Yana menuturkan, istilah crowdfunding dapat diartikan sebagai urunan dana atau patungan untuk membantu saudara, kerabat, atau sahabat yang sedang membutuhkan bantuan. Budaya-budaya tersebut kemudian diserap ke dalam bentuk aktivitas bisnis di pasar modal melalui konsep penawaran efek. Hanya saja, mekanismenya dilakukan melalui aplikasi atau platform digital atau sering kita sebut dengan istilah financial technology securities crowdfunding.
Pada awalnya, fintech crowdfunding diatur dalam POJK Nomor 37 Tahun 2018 tentang Layanan Urun Dana Melalui Penawaran Saham Berbasis Teknologi Informasi atau sering disebut Equity Crowdfunding (ECF).
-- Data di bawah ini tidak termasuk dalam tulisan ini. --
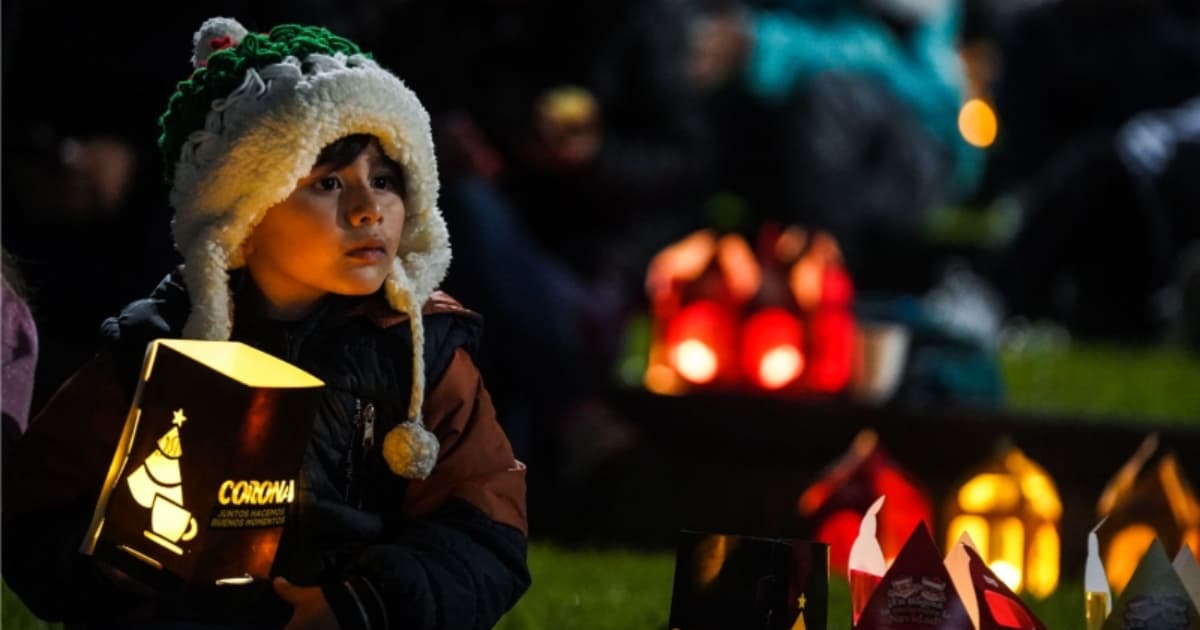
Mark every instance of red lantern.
[806,308,854,394]
[666,300,737,385]
[742,308,804,390]
[798,430,934,574]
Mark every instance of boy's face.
[244,142,404,317]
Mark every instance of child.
[4,18,530,630]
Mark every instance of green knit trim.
[158,24,371,182]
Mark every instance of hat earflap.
[182,239,233,341]
[383,258,440,479]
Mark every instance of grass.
[1001,344,1200,426]
[2,542,1084,630]
[497,544,1084,630]
[0,343,1200,630]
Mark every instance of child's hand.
[272,577,341,630]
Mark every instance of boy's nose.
[346,191,383,227]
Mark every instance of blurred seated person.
[364,0,706,484]
[691,0,983,289]
[974,0,1200,341]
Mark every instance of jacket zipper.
[344,398,376,508]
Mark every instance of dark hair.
[316,133,408,197]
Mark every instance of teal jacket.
[745,0,983,197]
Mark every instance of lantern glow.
[798,430,934,572]
[671,338,716,384]
[944,448,1062,598]
[1097,434,1200,593]
[959,98,998,149]
[742,308,804,390]
[667,300,734,384]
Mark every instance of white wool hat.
[160,18,450,479]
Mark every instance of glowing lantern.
[959,98,998,149]
[1097,434,1200,593]
[798,430,934,574]
[667,300,737,385]
[944,439,1062,598]
[80,340,323,586]
[643,224,857,395]
[808,308,854,394]
[742,308,804,390]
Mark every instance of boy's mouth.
[346,239,388,262]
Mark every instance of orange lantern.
[1097,434,1200,593]
[798,428,934,574]
[944,445,1062,598]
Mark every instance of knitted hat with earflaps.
[158,18,450,479]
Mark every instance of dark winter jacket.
[4,268,530,630]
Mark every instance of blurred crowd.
[2,0,1200,496]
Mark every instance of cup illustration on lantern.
[126,409,197,556]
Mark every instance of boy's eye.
[313,175,342,191]
[371,175,400,191]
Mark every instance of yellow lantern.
[1097,434,1200,593]
[80,340,324,586]
[943,439,1062,598]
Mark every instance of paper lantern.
[80,340,323,586]
[1097,434,1200,592]
[944,446,1062,598]
[798,430,934,575]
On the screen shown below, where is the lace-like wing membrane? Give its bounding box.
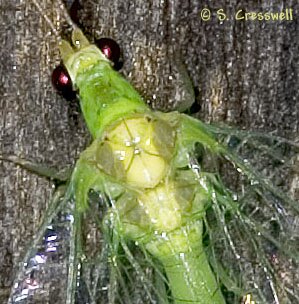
[8,195,79,304]
[206,127,299,303]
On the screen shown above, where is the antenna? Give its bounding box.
[32,0,78,41]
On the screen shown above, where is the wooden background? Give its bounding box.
[0,0,299,303]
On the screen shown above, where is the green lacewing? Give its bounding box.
[2,0,299,303]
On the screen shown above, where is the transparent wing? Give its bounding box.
[195,126,299,304]
[8,186,82,304]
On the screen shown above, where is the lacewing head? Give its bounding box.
[52,28,120,100]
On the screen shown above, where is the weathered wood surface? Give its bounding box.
[0,0,299,303]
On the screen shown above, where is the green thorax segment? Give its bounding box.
[60,29,148,138]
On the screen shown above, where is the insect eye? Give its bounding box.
[52,64,76,100]
[95,38,120,64]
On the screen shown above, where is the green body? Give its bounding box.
[61,31,225,304]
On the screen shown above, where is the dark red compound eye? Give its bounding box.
[95,38,120,65]
[52,64,76,100]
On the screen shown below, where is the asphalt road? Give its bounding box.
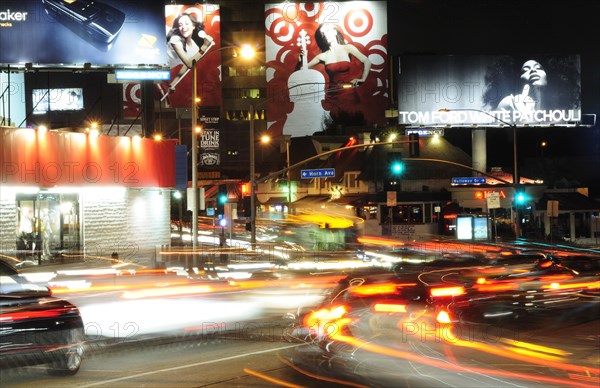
[1,320,600,388]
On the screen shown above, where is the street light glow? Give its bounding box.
[240,44,255,59]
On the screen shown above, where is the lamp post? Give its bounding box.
[250,82,354,250]
[192,59,198,250]
[439,108,520,238]
[261,135,292,214]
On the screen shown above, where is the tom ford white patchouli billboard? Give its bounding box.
[398,55,581,126]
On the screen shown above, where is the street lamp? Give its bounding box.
[249,82,354,250]
[189,45,254,250]
[439,108,520,238]
[260,135,292,214]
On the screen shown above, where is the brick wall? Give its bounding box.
[81,189,171,264]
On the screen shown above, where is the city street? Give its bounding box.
[1,243,600,388]
[2,320,600,387]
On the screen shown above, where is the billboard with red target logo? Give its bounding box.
[265,1,389,137]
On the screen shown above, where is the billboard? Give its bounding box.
[198,106,221,167]
[265,1,389,137]
[0,0,167,66]
[398,55,581,126]
[158,4,221,108]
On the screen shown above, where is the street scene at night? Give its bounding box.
[0,0,600,388]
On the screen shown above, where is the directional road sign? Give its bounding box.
[452,177,486,185]
[300,168,335,179]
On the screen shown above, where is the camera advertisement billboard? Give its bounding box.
[0,0,167,66]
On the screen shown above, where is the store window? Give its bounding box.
[382,204,423,224]
[16,192,81,260]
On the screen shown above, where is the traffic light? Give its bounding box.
[514,190,529,206]
[217,185,227,215]
[408,133,419,158]
[387,152,404,177]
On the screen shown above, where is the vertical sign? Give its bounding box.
[486,191,500,209]
[198,106,221,167]
[546,201,558,217]
[387,191,398,206]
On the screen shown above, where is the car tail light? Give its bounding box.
[0,308,71,322]
[373,303,406,313]
[431,286,465,297]
[436,310,452,323]
[306,306,346,326]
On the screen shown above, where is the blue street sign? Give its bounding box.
[452,176,486,185]
[300,168,335,179]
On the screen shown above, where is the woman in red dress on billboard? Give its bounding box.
[303,23,371,124]
[161,13,214,100]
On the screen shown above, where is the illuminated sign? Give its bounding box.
[115,70,171,81]
[452,176,486,185]
[398,55,582,127]
[406,128,444,136]
[475,190,506,199]
[158,2,221,109]
[265,1,389,137]
[0,0,167,66]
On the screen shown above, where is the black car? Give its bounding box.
[283,272,461,387]
[449,253,600,326]
[0,260,84,375]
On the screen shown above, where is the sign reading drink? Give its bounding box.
[398,55,582,127]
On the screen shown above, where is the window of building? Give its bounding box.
[16,192,81,260]
[381,204,423,224]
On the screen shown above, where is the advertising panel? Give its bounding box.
[398,55,581,126]
[265,1,389,137]
[0,0,167,66]
[158,4,221,108]
[198,106,221,167]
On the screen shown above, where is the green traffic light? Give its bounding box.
[392,162,404,174]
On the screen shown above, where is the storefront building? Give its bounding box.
[0,127,175,264]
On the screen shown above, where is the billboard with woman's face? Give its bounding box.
[398,55,581,126]
[158,4,221,108]
[265,1,389,136]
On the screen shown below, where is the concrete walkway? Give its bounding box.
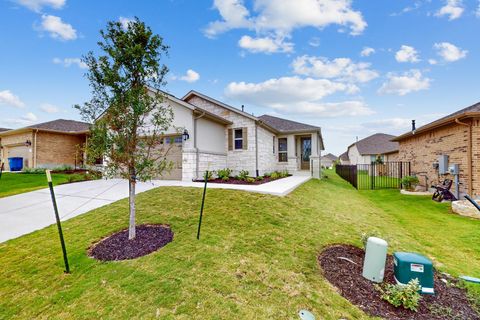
[0,176,310,243]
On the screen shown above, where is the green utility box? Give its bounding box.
[393,252,434,294]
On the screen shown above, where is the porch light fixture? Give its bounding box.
[182,129,190,141]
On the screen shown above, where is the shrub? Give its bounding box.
[21,168,46,174]
[375,279,421,311]
[238,170,250,181]
[217,168,232,180]
[203,171,214,180]
[270,171,280,180]
[402,176,418,190]
[245,177,256,183]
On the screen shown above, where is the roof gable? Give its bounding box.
[258,114,320,133]
[349,133,399,155]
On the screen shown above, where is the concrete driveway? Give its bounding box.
[0,175,310,243]
[0,179,161,243]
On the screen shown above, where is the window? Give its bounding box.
[278,138,288,162]
[234,129,243,150]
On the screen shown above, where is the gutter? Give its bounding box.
[455,118,473,194]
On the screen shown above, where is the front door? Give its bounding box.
[300,138,312,170]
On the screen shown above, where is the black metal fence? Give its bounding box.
[335,162,411,190]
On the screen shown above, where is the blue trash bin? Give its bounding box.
[8,157,23,171]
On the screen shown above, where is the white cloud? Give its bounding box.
[204,0,367,52]
[173,69,200,83]
[40,103,60,113]
[0,90,25,108]
[40,14,77,40]
[360,47,375,57]
[308,37,320,48]
[433,42,468,62]
[238,36,293,53]
[435,0,465,20]
[292,55,378,82]
[225,77,373,117]
[395,45,420,63]
[52,58,88,69]
[118,17,134,30]
[16,0,66,12]
[20,112,38,123]
[378,69,431,96]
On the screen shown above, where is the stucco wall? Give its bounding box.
[197,118,227,153]
[399,119,480,195]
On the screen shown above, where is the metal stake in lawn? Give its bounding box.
[197,170,208,240]
[45,170,70,273]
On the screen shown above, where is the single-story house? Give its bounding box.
[0,119,89,170]
[393,103,480,196]
[338,151,350,165]
[152,91,324,181]
[347,133,398,165]
[320,153,338,168]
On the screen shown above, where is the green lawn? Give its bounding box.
[0,172,480,320]
[0,172,92,198]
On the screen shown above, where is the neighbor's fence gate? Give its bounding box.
[335,162,411,190]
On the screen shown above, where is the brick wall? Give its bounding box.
[37,132,85,168]
[398,119,480,195]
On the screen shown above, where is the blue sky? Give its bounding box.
[0,0,480,155]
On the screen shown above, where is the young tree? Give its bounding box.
[75,18,173,239]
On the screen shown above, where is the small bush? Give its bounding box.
[375,279,421,311]
[402,176,418,190]
[217,168,232,180]
[238,170,250,181]
[245,177,256,183]
[203,171,214,180]
[21,168,46,174]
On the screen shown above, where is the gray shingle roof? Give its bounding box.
[27,119,90,133]
[258,114,320,132]
[352,133,399,155]
[322,153,338,161]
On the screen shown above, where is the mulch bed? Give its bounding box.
[318,244,480,320]
[194,175,290,185]
[88,225,173,261]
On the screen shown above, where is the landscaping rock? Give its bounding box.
[452,199,480,219]
[318,244,480,320]
[88,225,173,261]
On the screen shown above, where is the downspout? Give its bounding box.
[455,118,473,195]
[33,129,38,168]
[193,111,205,180]
[255,121,259,177]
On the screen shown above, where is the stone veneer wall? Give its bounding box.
[398,119,480,195]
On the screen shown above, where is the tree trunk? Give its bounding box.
[128,177,136,240]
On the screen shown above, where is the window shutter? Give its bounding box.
[242,127,248,150]
[228,129,233,150]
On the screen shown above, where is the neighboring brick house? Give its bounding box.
[0,119,89,170]
[347,133,398,165]
[393,103,480,196]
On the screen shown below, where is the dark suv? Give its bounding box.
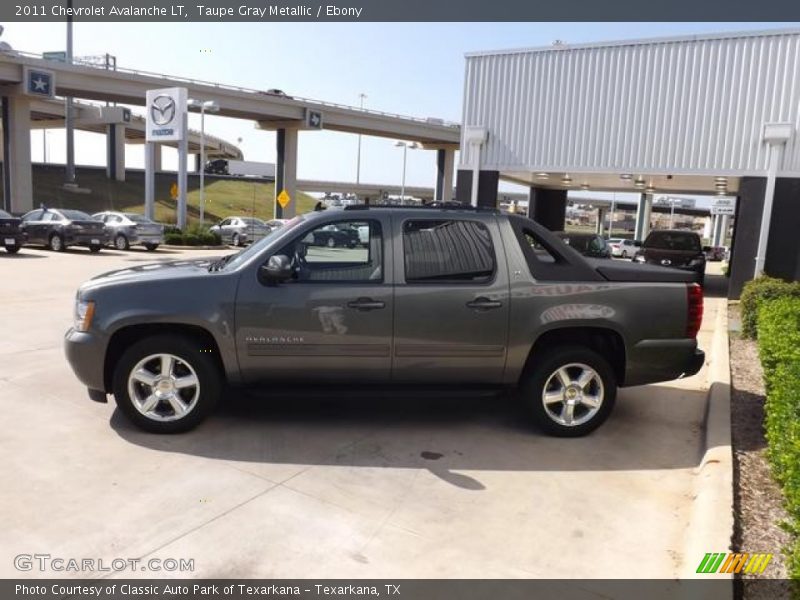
[633,229,706,285]
[22,208,109,252]
[65,206,703,436]
[0,210,25,254]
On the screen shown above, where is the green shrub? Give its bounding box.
[164,225,222,246]
[758,297,800,580]
[758,296,800,386]
[740,275,800,339]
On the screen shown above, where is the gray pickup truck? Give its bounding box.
[65,206,704,436]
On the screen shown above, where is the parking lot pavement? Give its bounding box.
[0,248,724,578]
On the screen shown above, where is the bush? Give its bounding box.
[758,297,800,386]
[164,225,222,246]
[758,297,800,579]
[740,275,800,339]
Setelah dievaluasi OJK, kegiatan ECF itu ternyata masih memiliki banyak keterbatasan, di antaranya jenis pelaku usaha harus berbadan hukum Perseroan Terbatas (PT) dan jenis efek yang dapat ditawarkan hanya berupa saham.
"Sebagai gambaran, sampai akhir Desember 2020 jumlah penerbit atau pelaku UMKM yang memanfaatkan ECF dari empat penyelenggara baru mencapai 129 penerbit dengan jumlah dana yang dihimpun Rp 191,2 miliar. Jika dibandingkan dengan jumlah UMKM menurut data Kemenkop UKM tahun 2018 sebesar 64 juta pelaku usaha, jumlah penerbit ECF tersebut masih sangat sedikit," kata Yana.
Berkaca dari evaluasi itu, OJK memutuskan untuk mencabut POJK Nomor 37 tahun 2018 dan menggantinya dengan POJK Nomor 57 tahun 2020 untuk memperluas jenis pelaku usaha yang dapat terlibat. Tidak hanya PT, namun juga CV, Firma, dan koperasi. Selain itu, POJK 57 tersebut juga memperluas jenis efek yang dapat ditawarkan, dari hanya saham, kini bisa obligasi dan sukuk.
"Di samping memberikan kemudahan dari sisi penerbit, kebijakan ini juga diharapkan dapat memberikan kesempatan luas bagi para investor ritel, khususnya yang berdomisili di daerah kedudukan pelaku usaha yang menerbitkan SCF untuk berkontribusi pada pengembangan ekonomi di daerah masing-masing," paparnya.
Pasca diterbitkannya POJK Nomor 57 tahun 2020, hingga 31 Mei 2021 total penyelenggara bertambah jadi lima dan jumlah penerbit atau pelaku UMKM yang memanfaatkan ECF juga tumbuh 17,05 persen (ytd) jadi 151 penerbit. Jumlah dana dihimpun naik 43,02 persen (ytd) jadi Rp 273,47 miliar. Dari sisi pemodal juga tumbuh 49,06 persen (ytd), dari per 31 Desember 2020 hanya 22.341 menjadi 33.302 investor.
"Salah satu platform atau penyelenggara SCF diantaranya adalah PT Santara Daya Inspiratama atau Santara yang telah mengumpulkan modal patungan Rp 136 miliar untuk membantu para pelaku usaha kecil dan menengah," kata Yana.
"Para pelaku usaha utamanya Industri Kecil Menengah yang berminat mengembangkan usaha ke arah profesional bisa berkonsultasi ke Dinas Perindustrian dan ESDM Kabupaten Sukabumi yang beralamat di Komplek Gelanggang Pemuda Cisaat Kabupaten Sukabumi," pungkas dia.